Aug. 25, 1999 (Blacksburg, Va., August 24, 1999) -- At Virginia Tech, Prakash and Mitzi Nagarkatti have discovered a step in dioxin toxicity that may enable them to develop diagnostic, treatment, and even prevention methods in the future. They received an $816,000 four-year grant from the National Institutes of Health this spring that will enable them to pursue research aimed at discovering ways to prevent the attachment of a killer molecule to other cells, or even prevent its activation by dioxins.
Dioxin is a highly toxic environmental pollutant formed as a byproduct during the manufacture and bleaching of paper.

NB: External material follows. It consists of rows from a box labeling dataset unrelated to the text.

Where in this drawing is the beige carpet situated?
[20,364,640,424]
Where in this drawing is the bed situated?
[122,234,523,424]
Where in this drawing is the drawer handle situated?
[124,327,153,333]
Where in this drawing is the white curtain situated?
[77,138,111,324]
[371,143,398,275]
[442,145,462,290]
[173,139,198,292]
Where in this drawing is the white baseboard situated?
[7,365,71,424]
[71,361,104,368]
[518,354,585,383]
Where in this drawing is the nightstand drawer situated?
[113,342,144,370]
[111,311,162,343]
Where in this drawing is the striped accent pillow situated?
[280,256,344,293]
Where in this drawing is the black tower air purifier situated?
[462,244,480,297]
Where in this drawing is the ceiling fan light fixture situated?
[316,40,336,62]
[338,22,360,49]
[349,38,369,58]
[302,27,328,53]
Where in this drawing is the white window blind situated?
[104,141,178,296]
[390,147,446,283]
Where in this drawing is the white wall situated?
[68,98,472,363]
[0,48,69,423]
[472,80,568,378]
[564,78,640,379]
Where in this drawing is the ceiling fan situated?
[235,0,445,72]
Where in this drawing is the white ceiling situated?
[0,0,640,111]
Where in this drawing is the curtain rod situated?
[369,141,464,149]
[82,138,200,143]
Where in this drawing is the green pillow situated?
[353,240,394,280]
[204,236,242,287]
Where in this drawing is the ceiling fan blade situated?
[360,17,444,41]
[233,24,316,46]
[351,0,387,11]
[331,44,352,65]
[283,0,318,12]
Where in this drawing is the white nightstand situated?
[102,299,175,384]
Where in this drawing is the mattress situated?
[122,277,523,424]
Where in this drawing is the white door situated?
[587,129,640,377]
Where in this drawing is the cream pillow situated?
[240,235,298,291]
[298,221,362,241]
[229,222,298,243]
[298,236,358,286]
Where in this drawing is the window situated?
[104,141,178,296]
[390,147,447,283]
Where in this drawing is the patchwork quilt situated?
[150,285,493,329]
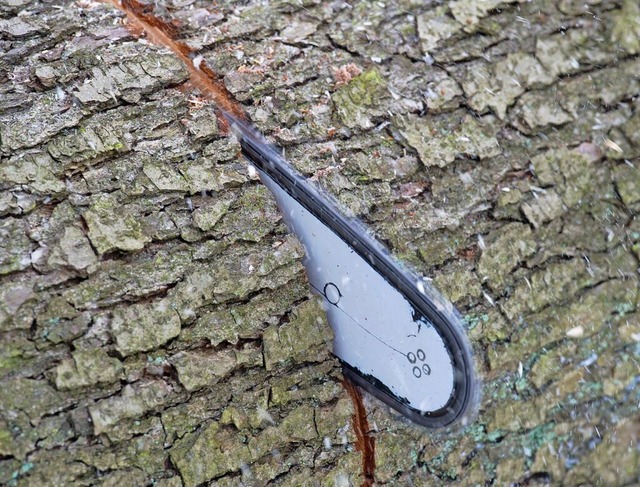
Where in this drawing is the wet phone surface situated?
[224,114,478,428]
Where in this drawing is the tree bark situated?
[0,0,640,486]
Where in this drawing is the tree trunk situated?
[0,0,640,486]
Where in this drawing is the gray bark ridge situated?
[0,0,640,486]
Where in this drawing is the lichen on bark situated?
[0,0,640,486]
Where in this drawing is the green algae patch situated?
[111,299,180,356]
[47,225,98,271]
[462,53,554,120]
[395,112,502,167]
[89,380,171,435]
[84,196,151,255]
[331,68,388,129]
[433,262,482,303]
[54,349,123,390]
[611,0,640,54]
[170,422,251,487]
[478,223,536,290]
[0,217,34,275]
[263,299,333,370]
[613,164,640,205]
[169,350,239,391]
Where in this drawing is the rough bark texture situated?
[0,0,640,486]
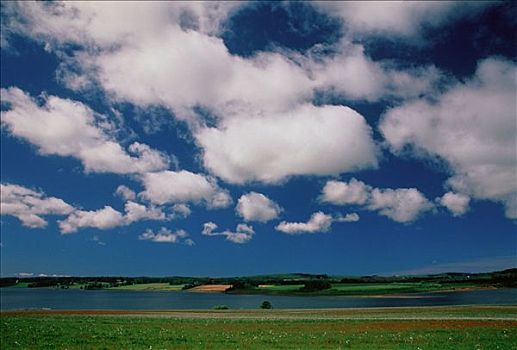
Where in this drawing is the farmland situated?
[0,306,517,349]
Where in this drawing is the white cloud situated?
[302,39,441,102]
[275,211,334,234]
[138,227,195,245]
[380,58,517,218]
[368,188,433,223]
[314,1,493,37]
[139,170,232,208]
[115,185,136,201]
[201,221,218,236]
[334,213,360,222]
[1,87,169,174]
[235,192,282,222]
[320,179,433,223]
[59,205,125,234]
[320,179,371,205]
[201,222,255,244]
[438,192,470,216]
[59,201,167,234]
[195,105,377,184]
[124,201,167,224]
[172,203,192,218]
[0,184,74,228]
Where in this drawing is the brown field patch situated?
[188,284,232,293]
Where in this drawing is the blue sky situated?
[0,2,517,276]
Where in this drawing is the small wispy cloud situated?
[383,256,517,275]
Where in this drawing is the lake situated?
[0,288,517,310]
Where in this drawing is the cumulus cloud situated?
[235,192,282,222]
[380,58,517,218]
[438,192,470,216]
[195,105,377,184]
[1,87,169,174]
[320,179,371,205]
[124,201,167,224]
[303,43,442,102]
[0,183,74,228]
[59,205,125,234]
[138,227,195,245]
[201,221,255,244]
[275,211,334,234]
[6,2,462,190]
[368,188,433,223]
[334,213,360,222]
[172,203,192,218]
[59,201,167,234]
[115,185,136,201]
[320,179,433,223]
[139,170,232,208]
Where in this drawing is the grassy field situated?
[232,282,480,295]
[0,307,517,349]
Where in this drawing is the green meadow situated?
[0,307,517,350]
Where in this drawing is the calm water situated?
[0,288,517,310]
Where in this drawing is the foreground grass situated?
[0,307,517,349]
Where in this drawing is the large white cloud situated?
[235,192,282,222]
[59,201,167,234]
[1,88,168,174]
[59,205,125,234]
[0,184,74,228]
[302,43,443,102]
[275,211,334,234]
[201,221,255,244]
[195,105,377,184]
[319,178,433,223]
[139,170,232,208]
[380,58,517,218]
[368,188,433,223]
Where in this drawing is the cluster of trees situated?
[0,268,517,293]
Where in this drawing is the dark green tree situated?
[260,300,273,309]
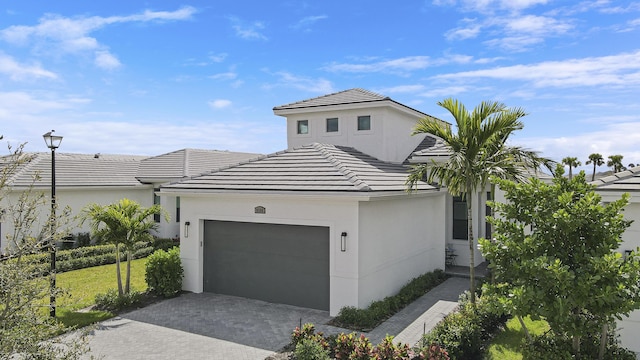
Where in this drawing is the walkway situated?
[79,277,469,360]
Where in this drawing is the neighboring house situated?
[160,89,492,315]
[591,167,640,353]
[0,149,258,251]
[0,153,153,251]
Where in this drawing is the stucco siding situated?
[287,107,424,163]
[358,192,445,308]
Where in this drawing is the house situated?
[591,167,640,353]
[159,89,496,315]
[0,149,258,252]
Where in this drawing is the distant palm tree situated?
[586,153,604,181]
[607,155,627,173]
[562,156,582,180]
[407,98,552,305]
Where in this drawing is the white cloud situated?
[444,24,482,40]
[95,50,122,70]
[209,99,231,109]
[420,86,469,98]
[264,71,335,94]
[0,52,58,81]
[0,91,90,116]
[291,15,328,30]
[0,6,196,69]
[376,85,425,94]
[209,53,228,63]
[209,71,238,80]
[228,16,268,40]
[433,0,549,13]
[434,50,640,87]
[323,56,432,73]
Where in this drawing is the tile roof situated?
[411,134,451,156]
[0,152,146,187]
[137,149,260,181]
[591,166,640,191]
[273,88,431,116]
[162,143,435,192]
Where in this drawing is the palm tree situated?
[586,153,604,181]
[562,156,582,180]
[407,98,553,304]
[607,155,627,174]
[82,198,168,296]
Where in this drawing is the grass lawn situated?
[487,317,549,360]
[54,259,147,327]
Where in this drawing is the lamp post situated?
[42,130,62,318]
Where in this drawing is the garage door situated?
[204,220,329,310]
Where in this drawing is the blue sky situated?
[0,0,640,170]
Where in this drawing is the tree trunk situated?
[598,323,609,360]
[124,250,131,294]
[573,335,580,360]
[466,191,476,306]
[116,244,123,296]
[516,315,531,343]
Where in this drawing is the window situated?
[298,120,309,135]
[153,188,160,223]
[453,196,469,240]
[327,118,338,132]
[358,115,371,131]
[176,196,180,222]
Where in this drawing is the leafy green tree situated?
[562,156,582,179]
[480,166,640,358]
[607,155,627,173]
[82,198,168,296]
[586,153,604,181]
[407,98,551,304]
[0,136,88,359]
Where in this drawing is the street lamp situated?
[42,130,62,318]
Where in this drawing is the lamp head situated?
[42,130,62,150]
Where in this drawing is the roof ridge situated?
[274,88,391,109]
[6,152,39,184]
[313,143,371,191]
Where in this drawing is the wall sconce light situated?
[184,221,191,238]
[340,231,347,252]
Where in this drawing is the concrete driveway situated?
[82,293,346,360]
[82,278,469,360]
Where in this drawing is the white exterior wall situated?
[0,186,153,251]
[357,191,447,308]
[180,194,359,316]
[600,192,640,353]
[287,106,424,163]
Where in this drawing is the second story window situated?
[327,118,338,132]
[298,120,309,135]
[358,115,371,131]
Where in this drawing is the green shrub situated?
[145,248,184,297]
[331,270,448,331]
[294,339,330,360]
[152,238,180,251]
[95,289,144,311]
[423,298,507,360]
[522,326,636,360]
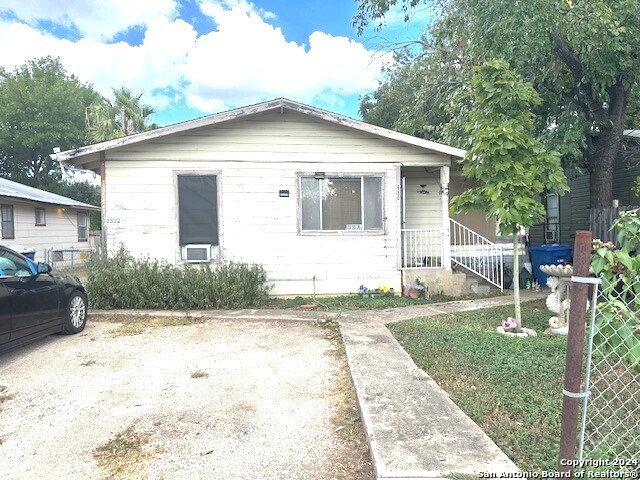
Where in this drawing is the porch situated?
[398,166,504,290]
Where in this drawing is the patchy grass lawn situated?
[264,291,502,310]
[389,300,566,470]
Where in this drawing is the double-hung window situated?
[178,174,219,262]
[35,207,47,227]
[300,175,384,231]
[0,205,15,238]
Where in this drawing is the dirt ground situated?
[0,319,373,480]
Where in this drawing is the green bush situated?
[86,246,270,309]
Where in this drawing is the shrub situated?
[86,246,270,309]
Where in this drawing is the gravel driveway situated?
[0,320,366,480]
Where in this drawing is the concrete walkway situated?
[339,292,545,479]
[92,291,546,480]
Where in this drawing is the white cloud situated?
[0,0,390,120]
[180,2,390,108]
[0,0,177,40]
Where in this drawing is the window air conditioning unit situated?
[184,244,211,262]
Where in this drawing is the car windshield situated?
[0,250,35,277]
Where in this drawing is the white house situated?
[0,178,100,261]
[52,99,495,295]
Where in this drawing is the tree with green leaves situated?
[86,87,157,142]
[354,0,640,207]
[0,57,99,187]
[451,60,568,328]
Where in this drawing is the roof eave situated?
[51,98,465,162]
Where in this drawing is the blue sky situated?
[0,0,429,125]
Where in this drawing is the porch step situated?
[456,265,500,295]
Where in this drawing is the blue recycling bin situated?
[529,244,573,287]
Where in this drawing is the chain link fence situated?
[45,248,96,282]
[579,276,640,472]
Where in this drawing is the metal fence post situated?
[558,231,591,475]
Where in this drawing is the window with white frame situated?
[0,205,15,238]
[78,212,89,242]
[300,175,383,231]
[178,173,220,262]
[35,207,47,227]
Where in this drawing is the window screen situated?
[178,175,218,245]
[35,207,47,226]
[300,176,383,230]
[0,205,15,238]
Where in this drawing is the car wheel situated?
[62,292,87,334]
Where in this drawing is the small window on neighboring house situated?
[300,176,383,231]
[0,205,15,238]
[36,207,47,227]
[78,212,89,242]
[178,175,220,262]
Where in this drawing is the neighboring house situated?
[52,99,495,295]
[529,130,640,246]
[0,178,100,261]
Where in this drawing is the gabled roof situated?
[0,178,100,210]
[51,98,465,164]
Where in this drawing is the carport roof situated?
[0,178,100,210]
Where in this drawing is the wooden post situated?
[558,231,591,478]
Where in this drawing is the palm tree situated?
[86,87,157,142]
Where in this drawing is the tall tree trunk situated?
[587,81,628,208]
[587,128,621,208]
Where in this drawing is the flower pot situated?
[407,288,420,298]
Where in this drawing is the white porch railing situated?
[450,219,504,290]
[401,228,443,268]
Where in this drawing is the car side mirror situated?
[36,262,51,275]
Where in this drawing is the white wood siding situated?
[403,169,442,228]
[0,198,89,262]
[105,113,448,295]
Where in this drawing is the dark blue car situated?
[0,246,88,353]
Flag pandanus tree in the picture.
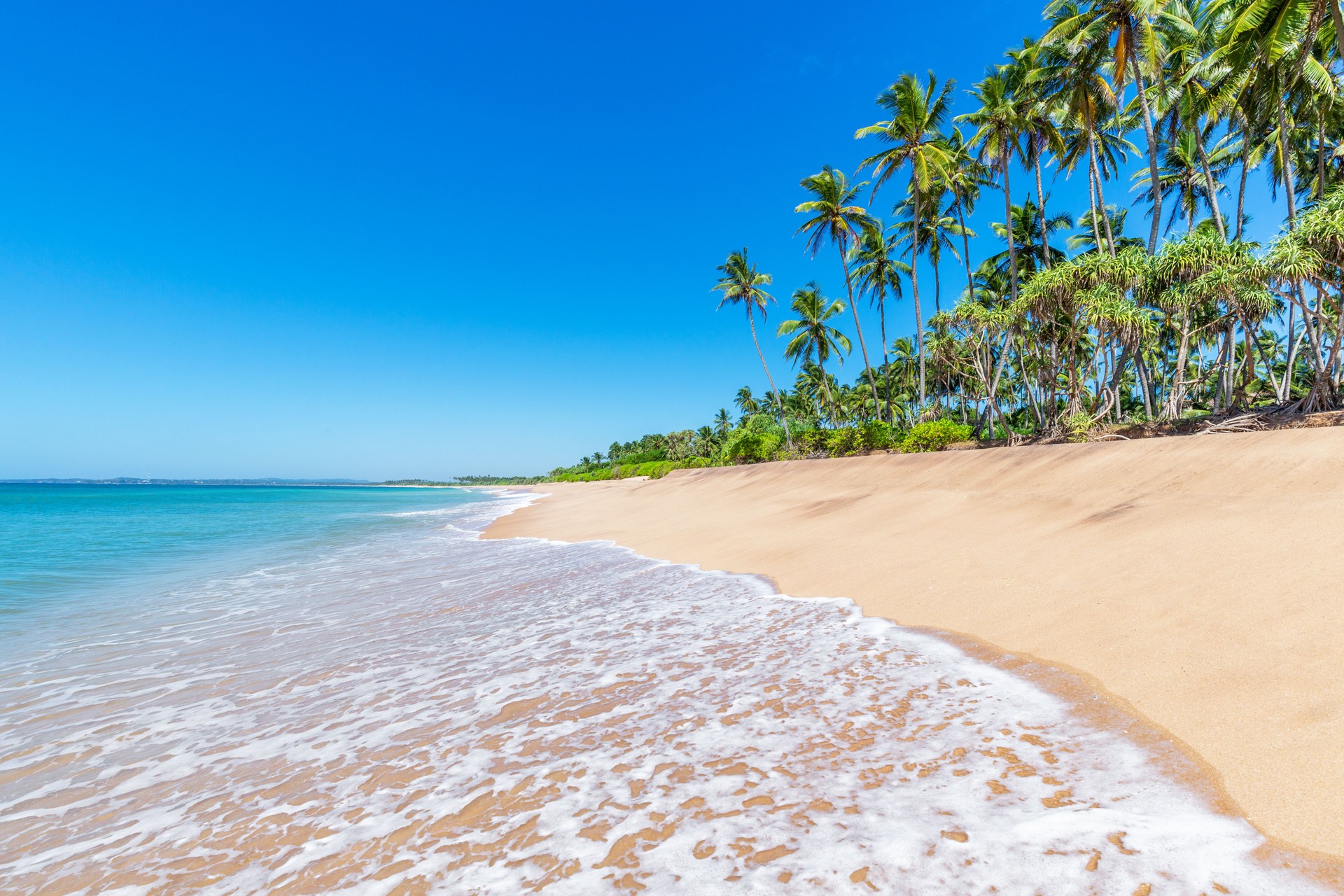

It is one of the most biologically potent chemicals, a member of the family of compounds known as halogenated aromatic hydrocarbons (which includes PCBs) that are found in herbicides, pesticides, automobile exhausts, and municipal and industrial waste, according to Prakash Nagarkatti, professor of biology.
Nagarkatti and Mitzi Nagarkatti, a professor in the Virginia-Maryland Regional College of Veterinary Medicine, have already shown in their lab that dioxin kills the immune cells using a unique process called apoptosis. "In this process," Prakash Nagarkatti said, "the cells commit suicide by destroying their own DNA." The Nagarkatti lab has identified a protein molecule involved in such killing, and dioxin treatment seems to activate the molecule, resulting in the killing of the immune cells.
The molecule, CD-95 ligand, is a member of a family of proteins that occurs naturally in the body, and its function is to kill cells that are not needed. The Nagarkattis were the first to demonstrate that the dioxin turned on the CD-95 ligand molecule in a way that it could not be turned off, and that the molecule then killed immune cells.
"It remains to be seen whether other related environmental pollutants use a similar mechanism to cause toxicity," Nagarkatti said. In the research funded by the latest NIH grant, the Nagarkattis will use antibodies to the toxic molecule. The antibodies are molecules that can spcifically recognize the toxic molecule and prevent it from attaching to and killing other cells.
The existing antibodies are protein molecules, produced by the immune cells, that are able to neutralize the toxicity. "Normally we don't produce antibodies against our own molecules," Nagarkatti said. So they will try to take the human killer molecule and inject it into mice and produce antibodies because the mice immune system can recognize the killer molecule as a toxin. Then the antibody can be used in humans because the human body's immune system will recognize it as not belonging and will destroy it or keep it from attaching to other cells. Graduate students Iris Camacho, Lisa Hudson, and Ahmet Zeytun are helping in the current research.
Now that the Nagarkattis know the mechanism by which dioxin becomes toxic, they can aid in finding ways to diagnose, treat, and prevent dioxin's damage in the body. They can help with diagnosis by developing tests to determine whether a person has been exposed to a high level of dioxin (by determining if the killer molecule shows up in high levels). They can help develop treatments for people who have been exposed by developing antibodies, and they can determine the safe levels of the dioxin to help prevent toxicity in the first place.